Lastly, DC has branched into new territory with chatmail. “How many users would actually have access to and benefit from jmap?” It could be every chatmail user. Chatmail is easy to self host and light on resources, and interested individuals are encouraged to set up chatmail on a toaster? Perhaps JMAP would perform even better on that toaster or under constrained bandwidth.
I think it’s a good thing to also use JMAP, the problem is, in my opinion, once the economic funds to make it have been found, there is a lack of developers.
This is why making DC known can only make other DEVs join the project.
Our DEVs are already doing the impossible, they are preparing for miracles…
we now have chatmail servers using plain old IMAP + PUSH notifications and it works blazing fast no JMAP needed, maybe there would be some small benefits on using JMAP, but IMAP will not disappear any time soon, so we would need to make heavy changes to DC core to add JMAP and still support IMAP at the same time anyway, so the cost outweighs the benefits
JMAP has some new features like permanent Thread id that can be used to request messages that belong to the same reply thread and likely the same chat. But most of the features are designed for webmail clients working with unencrypted emails.
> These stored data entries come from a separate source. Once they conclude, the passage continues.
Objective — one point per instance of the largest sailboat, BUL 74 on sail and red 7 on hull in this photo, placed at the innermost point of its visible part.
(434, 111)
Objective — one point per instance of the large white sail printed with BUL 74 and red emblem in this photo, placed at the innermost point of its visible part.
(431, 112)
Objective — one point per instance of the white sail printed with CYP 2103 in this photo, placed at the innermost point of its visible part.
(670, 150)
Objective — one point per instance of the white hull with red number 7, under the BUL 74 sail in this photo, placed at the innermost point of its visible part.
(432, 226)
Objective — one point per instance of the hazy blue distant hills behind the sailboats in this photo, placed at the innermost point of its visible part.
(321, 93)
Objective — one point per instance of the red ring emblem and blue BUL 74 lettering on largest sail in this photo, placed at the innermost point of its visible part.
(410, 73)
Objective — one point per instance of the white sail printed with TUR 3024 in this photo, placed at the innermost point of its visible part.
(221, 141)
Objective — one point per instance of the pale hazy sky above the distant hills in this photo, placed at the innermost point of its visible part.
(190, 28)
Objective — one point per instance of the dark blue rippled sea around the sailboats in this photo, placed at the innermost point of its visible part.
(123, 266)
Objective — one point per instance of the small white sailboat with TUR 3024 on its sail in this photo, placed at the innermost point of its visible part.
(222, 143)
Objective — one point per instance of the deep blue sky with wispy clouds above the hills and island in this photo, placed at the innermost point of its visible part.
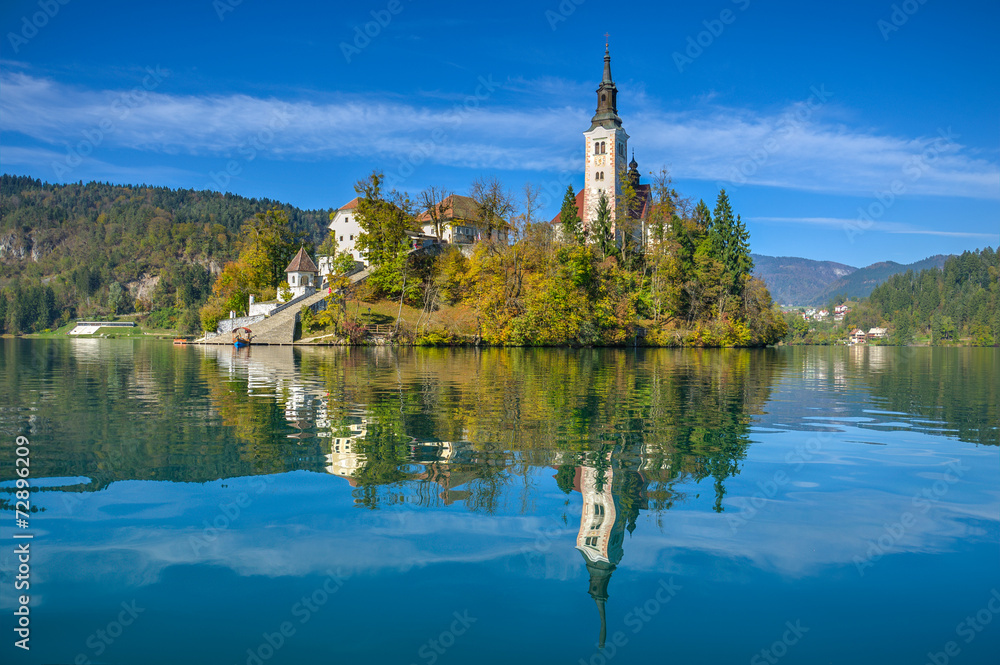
(848, 131)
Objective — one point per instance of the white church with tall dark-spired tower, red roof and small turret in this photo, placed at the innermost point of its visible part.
(606, 150)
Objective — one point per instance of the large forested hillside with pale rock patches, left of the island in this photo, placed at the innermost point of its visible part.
(96, 249)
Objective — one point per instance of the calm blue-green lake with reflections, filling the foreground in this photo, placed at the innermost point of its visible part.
(380, 505)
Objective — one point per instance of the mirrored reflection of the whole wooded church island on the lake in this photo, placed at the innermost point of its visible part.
(618, 438)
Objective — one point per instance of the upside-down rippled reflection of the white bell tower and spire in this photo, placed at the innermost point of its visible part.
(602, 530)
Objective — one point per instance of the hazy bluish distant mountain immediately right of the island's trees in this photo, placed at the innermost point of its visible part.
(795, 281)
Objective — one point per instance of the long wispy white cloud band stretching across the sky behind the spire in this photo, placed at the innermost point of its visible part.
(794, 148)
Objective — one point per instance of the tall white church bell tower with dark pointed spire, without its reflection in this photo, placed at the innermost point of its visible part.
(607, 149)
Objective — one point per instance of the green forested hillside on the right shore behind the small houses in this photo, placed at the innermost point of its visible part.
(959, 301)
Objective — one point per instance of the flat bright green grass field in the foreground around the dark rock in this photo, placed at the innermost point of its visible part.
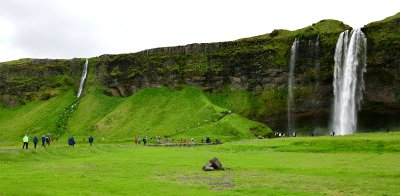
(360, 164)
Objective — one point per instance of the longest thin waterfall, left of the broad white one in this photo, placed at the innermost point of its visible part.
(290, 101)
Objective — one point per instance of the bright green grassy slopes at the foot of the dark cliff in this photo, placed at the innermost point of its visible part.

I hope that in the future Delta Chat will completely hide In-Reply-To and References using header protection so the server will have less metadata about which messages are related to each other. This goal is not compatible with the server grouping messages into threads or prioritizing important messages about chat membership changes.
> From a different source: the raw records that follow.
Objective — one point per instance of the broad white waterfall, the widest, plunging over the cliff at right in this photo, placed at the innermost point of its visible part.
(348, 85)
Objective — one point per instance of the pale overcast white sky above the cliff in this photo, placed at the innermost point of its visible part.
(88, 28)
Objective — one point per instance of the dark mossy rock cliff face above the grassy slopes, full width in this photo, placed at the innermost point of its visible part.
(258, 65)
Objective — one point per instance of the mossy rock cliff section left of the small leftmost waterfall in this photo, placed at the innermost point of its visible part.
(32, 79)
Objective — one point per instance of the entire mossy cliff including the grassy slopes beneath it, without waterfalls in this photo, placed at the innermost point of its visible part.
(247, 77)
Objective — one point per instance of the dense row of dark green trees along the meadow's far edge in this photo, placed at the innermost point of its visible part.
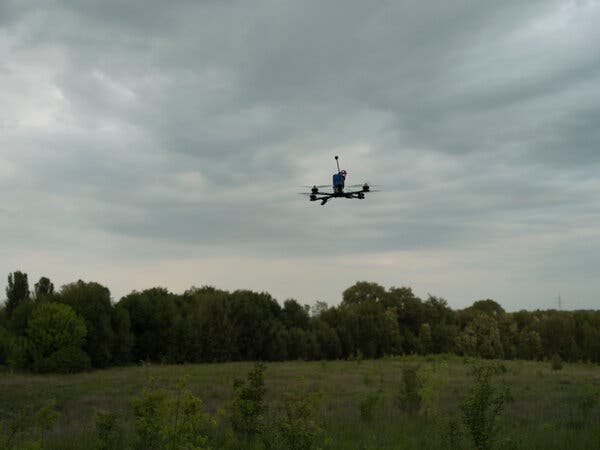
(78, 327)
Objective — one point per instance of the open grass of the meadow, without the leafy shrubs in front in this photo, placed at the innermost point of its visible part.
(544, 409)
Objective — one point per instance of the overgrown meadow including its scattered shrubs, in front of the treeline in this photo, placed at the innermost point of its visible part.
(308, 405)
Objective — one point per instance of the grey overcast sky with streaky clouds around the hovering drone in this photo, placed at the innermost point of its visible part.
(158, 143)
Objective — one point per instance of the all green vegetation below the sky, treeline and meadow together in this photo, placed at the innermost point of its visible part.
(391, 371)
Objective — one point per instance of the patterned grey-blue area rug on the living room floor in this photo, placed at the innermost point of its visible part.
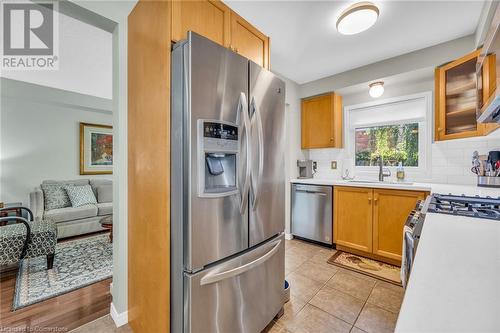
(78, 263)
If we implement JMAP we will likely use a subset of features that exist in IMAP as well. Then there is still an advantage of JMAP being more difficult to distinguish from web browsing and block. JMAP should be more widely deployed for this to become interesting.
Chatmail is based on Dovecot and judging from the dovecot mailing list Dovecot developers are not very interested in adding JMAP into Dovecot. Dovecot is indeed very lightweight and because of this chatmail is unlikely to switch to some new IMAP + JMAP implementation. For example Stalwart Mail Server supports JMAP but requires a database backend. I doubt this is going to use less resources and I don’t see how JMAP can save bandwidth compared to IMAP.
this is because you can download binary attachments as binary instead of base64 encoded part in IMAP, but it is not relevant, I guess, if you anyway want to send the binaries encrypted
Indeed, in case of OpenPGP-encrypted emails from the point of IMAP/JMAP server payload is not a binary with Content-Transfer-Encoding: base64, but an unencoded application/octet-stream MIME part that starts with -----BEGIN PGP MESSAGE-----. JMAP standard has no way to request binary OpenPGP payload for such messages.
To save bandwidth it is more interesting to support IMAP COMPRESS extension.
Wouldn’t an encrypted attachment that isn’t encoded as base64 still be significantly smaller? In my experience, attachments can be about 30 percent larger with base64.
Currently in Delta Chat attachments are base64-encoded using MIME Content-Transfer-Encoding: base64, but if OpenPGP is used then the whole payload is signed, compressed and encrypted, so compression negates the effect of base64-encoding. Afterwards base64 is applied again, but as ASCII armor rather than MIME encoding, this is unavoidable as ASCII armor is required by RFC 3156: MIME Security with OpenPGP
For unencrypted messages sending binary data without any encoding is theoretically possible, but in practice we never know if receiving server can accept binary 8-bit emails:
So there is no easy way to avoid base64 overhead when sending mails.
However when the mail is finally delivered to the server, we can get rid of base64 overhead. JMAP servers can decode MIME base64 encoding back when the mail is finally delivered, but IMAP COMPRESS or TLS compression can achieve the same effect and also work for OpenPGP ASCII armor.